Vos paupières sont lourdes… Quand on pense à l’hypnose, voilà généralement la première image qui nous vient. Mais que se passe-t-il derrière vos globes oculaires, dans votre cerveau ? Ni sommeil, ni inconscience, l’hypnose est connue depuis longtemps comme un état de conscience modifiée, mais l’activité du cerveau pendant cette période restait jusqu’alors bien mystérieuse. Une étude parue dans la revue Cerebral Cortex lève le voile sur les zones du cerveau activées, désactivées et connectées entre elles lors de l’état de transe hypnotique.
Plus ou moins réceptif
Pour mener à bien ces travaux, les chercheurs de l'université de Stanford ont recruté 545 personnes pour tester leur réceptivité à l’hypnose. En effet, « tout le monde peut être hypnotisé, mais atteindre cet état est plus facile chez certains, en fonction du degré de lâcher-prise et de l’acceptation de la personne », explique Aymeric Guillot, professeur en neurophysiologie des processus mentaux à l’université Lyon 1, et formé à l’hypnose. 10 % de la population environ sont « hautement hypnotisables » et répondent facilement, tandis que 10 autres pourcents y parviennent difficilement. Les scientifiques ont concentré leurs recherches sur 36 personnes particulièrement réceptives, et 21 sujets très peu, ou pas réceptifs. Ceux-ci ont constitué le groupe contrôle, afin de déterminer ce qui appartient à l’état d’hypnose et ce qui relève d’un état différent. Grâce à l’IRM fonctionnelle, les scientifiques ont scanné quatre fois le cerveau de chacun des 57 participants : au repos, pendant une tâche de rappel de mémoire, et durant deux sessions de transe hypnotique semblables à celles utilisées en hypnothérapie.
L’activité du cerveau modifiée
Trois changements majeurs ont été observés lors d’un état d'hypnose. L’activité des neurones augmente dans une zone impliquée dans la concentration sur la résolution d’un problème (région dorsale cingulaire antérieure). « Cela explique qu’une personne hypnotisée soit tellement absorbée qu’elle ne se soucie plus de rien d’autre », détaille David Spiegel, l’un des auteurs de l’étude. Les échanges neuronaux sont aussi plus intenses entre deux des régions qui gèrent la flexibilité cognitive et la conscience de soi, le cortex préfrontal dorso-latéral et l’insula. Selon David Spiegel, le cerveau contrôle ainsi mieux ce qui se passe dans le corps.

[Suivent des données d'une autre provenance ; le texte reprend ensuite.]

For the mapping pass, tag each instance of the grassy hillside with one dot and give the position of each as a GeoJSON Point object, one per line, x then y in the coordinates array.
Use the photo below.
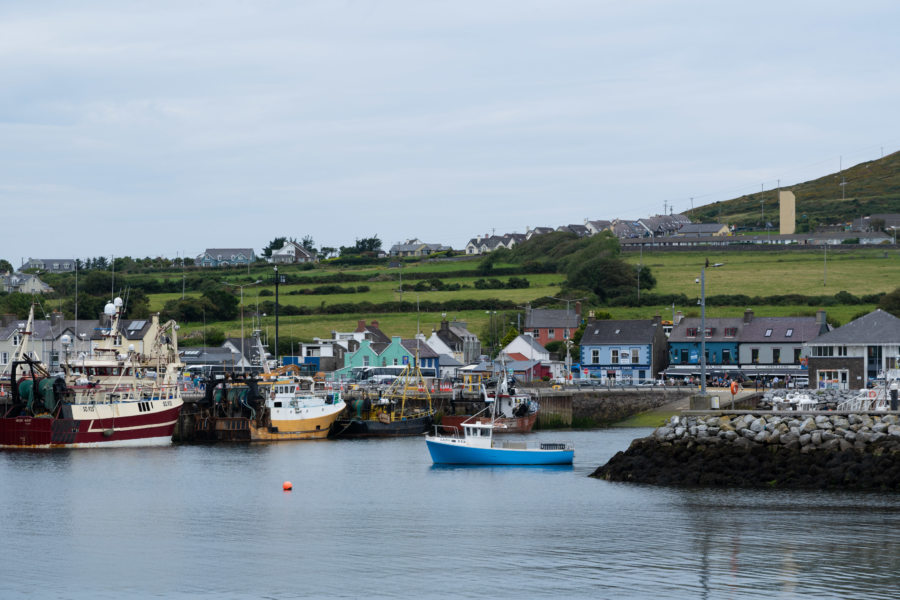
{"type": "Point", "coordinates": [869, 188]}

En revanche, la connectivité entre ce même cortex préfrontal dorso-latéral et le « réseau par défaut » est, elle, amoindrie. Ce réseau par défaut est activé quand le cerveau est « au repos ». « Même quand aucune tâche particulière ne lui est demandée le cerveau est toujours en activité. Il est donc important de connaître l’état de cet organe quand il est en veille pour pouvoir le comparer à un autre état de conscience », souligne Aymeric Guillot. La connexion plus faible entre ces zones explique que l’action et la conscience de cette action soient dissociées dans l’hypnose. « Grâce à cela, les patients peuvent envisager les choses autrement, penser et comprendre différemment. On ne change pas ce qui s’est passé, mais la perception qu’en a la personne » développe le Pr Guillot. Cela lui permet de se livrer à des activités suggérées par le praticien ou autosuggérées sans consacrer de ressources mentales à la conscience de soi.
Développer les connaissances et la pratique
L’intérêt de ces nouvelles données ? « Maintenant que nous savons quelles régions cérébrales sont impliquées, nous pourrons utiliser ces connaissances pour modifier la capacité d’une personne à être hypnotisée, ou l’efficacité de l’hypnose elle-même », s’enthousiasme David Spiegel. « Plus l’on comprend les corrélations entre neurologie et physiologie, mieux l’on peut accompagner les patients et améliorer l’efficacité de l'hypnothérapie », renchérit Aymeric Guillot. De quoi encourager d’autres travaux de recherche sur ce domaine encore trop délaissé. L’hypnose thérapeutique peut traiter de nombreux problèmes, comme les traumatismes, la douleur ou l’anxiété. « Il est pourtant difficile de trouver des financements et d’être publié dans une bonne revue quand on s’intéresse à l’hypnose, car le sujet manque de reconnaissance », détaille le Pr Guillot. Les avancées de ces nouveaux travaux permettront sans doute aux chercheurs de gagner en crédibilité et de faire avancer la connaissance de ce phénomène.